Opposing this law is on brand for Mrs. Clinton, who has made apart of her criminal justice platform “supporting legislation to end racial profiling,” and who upon my questioning told me that police officers should be looking for probable cause, not reasonable suspicion.

Another ruling that’s gutted the Fourth Amendment, one that’s only months old, is Utah v. Strieff, which holds the opinion that “When there was no flagrant police misconduct and a police officer discovered a valid, pre-existing, and untainted warrant for an individual’s arrest, evidence seized pursuant to that arrest is admissible even if the police officer’s stop of the individual was unconstitutional, because the discovery of the warrant attenuated the connection between the stop and the evidence.”

The Fourth Amendment standard of probable cause has been in steep decline since the late 1960s when the Supreme Court ruled in Terry v. Ohio – a case seen as the catalyst for America’s stop-and-frisk problem – that a police officer can detain, inquire of, and pat down an individual if they have reasonable suspicion that the person is preparing to commit, or just committed, a crime.

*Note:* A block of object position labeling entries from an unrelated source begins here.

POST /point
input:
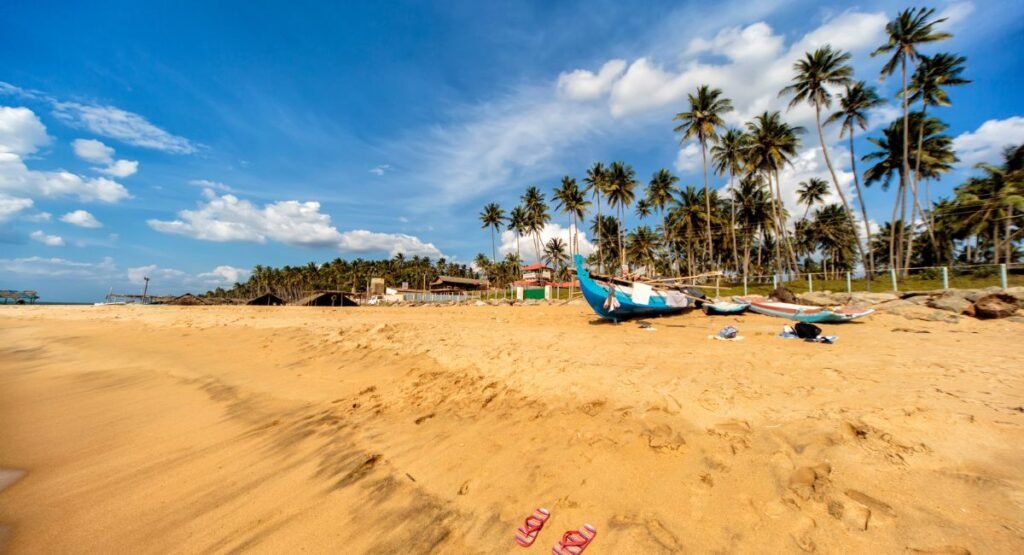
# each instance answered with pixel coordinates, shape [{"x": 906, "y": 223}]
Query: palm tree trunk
[
  {"x": 863, "y": 211},
  {"x": 832, "y": 171},
  {"x": 704, "y": 156}
]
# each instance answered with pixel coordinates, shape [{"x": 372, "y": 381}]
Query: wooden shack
[
  {"x": 326, "y": 298},
  {"x": 266, "y": 299}
]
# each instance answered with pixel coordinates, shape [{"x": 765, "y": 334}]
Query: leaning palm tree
[
  {"x": 492, "y": 217},
  {"x": 596, "y": 184},
  {"x": 728, "y": 157},
  {"x": 815, "y": 73},
  {"x": 811, "y": 193},
  {"x": 660, "y": 193},
  {"x": 859, "y": 97},
  {"x": 910, "y": 28},
  {"x": 701, "y": 123},
  {"x": 928, "y": 85},
  {"x": 621, "y": 184}
]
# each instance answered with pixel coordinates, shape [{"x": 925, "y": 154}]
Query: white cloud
[
  {"x": 121, "y": 168},
  {"x": 688, "y": 160},
  {"x": 986, "y": 142},
  {"x": 118, "y": 124},
  {"x": 229, "y": 218},
  {"x": 57, "y": 267},
  {"x": 586, "y": 85},
  {"x": 215, "y": 185},
  {"x": 526, "y": 250},
  {"x": 20, "y": 131},
  {"x": 81, "y": 218},
  {"x": 92, "y": 151},
  {"x": 9, "y": 206},
  {"x": 49, "y": 241}
]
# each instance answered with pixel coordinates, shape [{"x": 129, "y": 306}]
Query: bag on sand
[{"x": 807, "y": 331}]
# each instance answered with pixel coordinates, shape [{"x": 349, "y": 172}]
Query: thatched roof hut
[
  {"x": 326, "y": 298},
  {"x": 266, "y": 299}
]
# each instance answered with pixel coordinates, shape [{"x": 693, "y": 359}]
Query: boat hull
[{"x": 596, "y": 295}]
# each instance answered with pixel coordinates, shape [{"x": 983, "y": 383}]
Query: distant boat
[
  {"x": 617, "y": 301},
  {"x": 799, "y": 312}
]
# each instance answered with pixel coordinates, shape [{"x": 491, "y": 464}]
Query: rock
[
  {"x": 949, "y": 303},
  {"x": 995, "y": 306},
  {"x": 782, "y": 294}
]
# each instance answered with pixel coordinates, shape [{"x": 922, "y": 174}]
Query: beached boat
[
  {"x": 719, "y": 308},
  {"x": 799, "y": 312},
  {"x": 617, "y": 301}
]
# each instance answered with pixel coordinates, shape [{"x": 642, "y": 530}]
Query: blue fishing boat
[
  {"x": 619, "y": 301},
  {"x": 810, "y": 314}
]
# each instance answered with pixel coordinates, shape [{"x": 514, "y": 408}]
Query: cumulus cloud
[
  {"x": 49, "y": 241},
  {"x": 228, "y": 218},
  {"x": 528, "y": 253},
  {"x": 92, "y": 151},
  {"x": 986, "y": 142},
  {"x": 82, "y": 219},
  {"x": 118, "y": 124},
  {"x": 22, "y": 133},
  {"x": 586, "y": 85}
]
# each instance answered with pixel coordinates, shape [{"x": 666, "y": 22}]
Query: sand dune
[{"x": 438, "y": 429}]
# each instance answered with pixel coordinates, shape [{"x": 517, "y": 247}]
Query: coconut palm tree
[
  {"x": 570, "y": 200},
  {"x": 701, "y": 123},
  {"x": 911, "y": 28},
  {"x": 596, "y": 183},
  {"x": 814, "y": 74},
  {"x": 493, "y": 217},
  {"x": 621, "y": 190},
  {"x": 728, "y": 157},
  {"x": 811, "y": 193},
  {"x": 660, "y": 193},
  {"x": 858, "y": 98}
]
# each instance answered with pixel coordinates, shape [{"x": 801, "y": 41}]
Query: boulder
[
  {"x": 995, "y": 306},
  {"x": 949, "y": 303}
]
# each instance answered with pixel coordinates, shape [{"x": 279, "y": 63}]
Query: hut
[
  {"x": 266, "y": 299},
  {"x": 326, "y": 298},
  {"x": 449, "y": 284}
]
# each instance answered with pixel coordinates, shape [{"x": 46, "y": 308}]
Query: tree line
[{"x": 747, "y": 229}]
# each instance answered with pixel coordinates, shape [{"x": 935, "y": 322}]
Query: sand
[{"x": 438, "y": 429}]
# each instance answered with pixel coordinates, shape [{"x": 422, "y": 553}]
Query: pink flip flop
[
  {"x": 531, "y": 526},
  {"x": 573, "y": 542}
]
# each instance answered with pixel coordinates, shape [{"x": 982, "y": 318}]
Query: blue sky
[{"x": 193, "y": 140}]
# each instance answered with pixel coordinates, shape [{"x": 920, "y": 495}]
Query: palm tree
[
  {"x": 910, "y": 28},
  {"x": 728, "y": 157},
  {"x": 569, "y": 200},
  {"x": 817, "y": 71},
  {"x": 928, "y": 85},
  {"x": 596, "y": 183},
  {"x": 518, "y": 223},
  {"x": 621, "y": 184},
  {"x": 701, "y": 122},
  {"x": 660, "y": 193},
  {"x": 492, "y": 217},
  {"x": 854, "y": 104},
  {"x": 811, "y": 193}
]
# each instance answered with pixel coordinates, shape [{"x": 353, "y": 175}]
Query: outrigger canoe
[
  {"x": 799, "y": 312},
  {"x": 617, "y": 301}
]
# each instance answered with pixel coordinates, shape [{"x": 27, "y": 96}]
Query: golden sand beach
[{"x": 438, "y": 429}]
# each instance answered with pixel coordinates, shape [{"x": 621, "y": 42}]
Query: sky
[{"x": 188, "y": 141}]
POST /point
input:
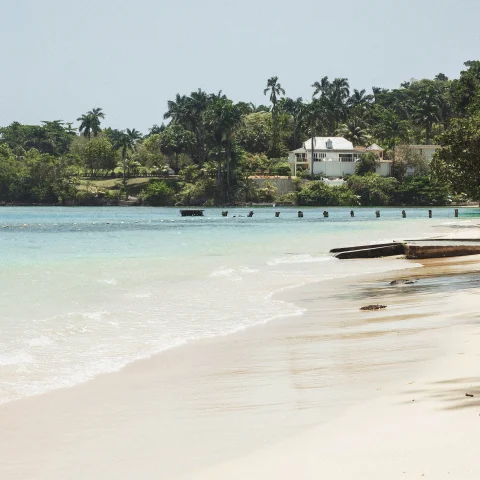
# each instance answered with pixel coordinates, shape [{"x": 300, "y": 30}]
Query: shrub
[
  {"x": 367, "y": 163},
  {"x": 372, "y": 189},
  {"x": 157, "y": 193},
  {"x": 282, "y": 168}
]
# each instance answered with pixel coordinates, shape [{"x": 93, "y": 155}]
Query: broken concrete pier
[{"x": 412, "y": 249}]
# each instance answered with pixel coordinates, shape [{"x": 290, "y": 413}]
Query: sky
[{"x": 61, "y": 58}]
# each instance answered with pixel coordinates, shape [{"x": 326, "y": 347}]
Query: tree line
[{"x": 214, "y": 143}]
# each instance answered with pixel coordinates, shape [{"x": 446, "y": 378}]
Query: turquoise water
[{"x": 84, "y": 291}]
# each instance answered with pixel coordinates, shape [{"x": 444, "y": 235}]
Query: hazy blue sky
[{"x": 61, "y": 58}]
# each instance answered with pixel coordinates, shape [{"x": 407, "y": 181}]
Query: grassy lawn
[{"x": 134, "y": 185}]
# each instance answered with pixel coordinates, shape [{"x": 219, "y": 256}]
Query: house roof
[
  {"x": 374, "y": 146},
  {"x": 299, "y": 150},
  {"x": 320, "y": 143},
  {"x": 425, "y": 146}
]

Mrs. Clinton, when I asked her about stop-and-frisk and the Terry v. Ohio ruling, wouldn’t commit to appointing a justice to overturning it, though she did say the argument in favor of the policy doesn’t hold up under scrutiny.

Repealing the aforementioned laws will reduce the probability that an officer will come in contact with a citizen, and that, in turn, will lower the probability of an officer, for whatever reason, having to use (deadly) force. The Mothers of the Movement, united in grief, I assume don’t want fame but rather justice and a change in the way law enforcement interacts with communities of color. And if Mrs. Clinton is unable to deliver justice for their deceased loved ones, at least her presidency, if it were to be so, can provide such a change in interactions, which would be a slither of justice for the black communities who, too, are grieving and who every day, since American policing was established to control black bodies and protect white people’s property, live in fear of law enforcement.

Mrs. Clinton, nearly 70 years of age and a grandmother, is no superhero – not a single American politician who ever existed held the power to change the world alone – but the remedies to social ills largely impacting African-Americans I suggested would absolutely be within her purview as President of the United States of America to deal with, and they are more than reasonable requests, considering some activists want American police forces to be disarmed.

If Mrs. Clinton believes that black lives, indeed, do matter – and that the criminal justice system is, according to her campaign’s website, “out of balance” – she should openly oppose, and aim to overturn with appointments, the U.S. Supreme Court rulings that, in practice, render black lives vulnerable.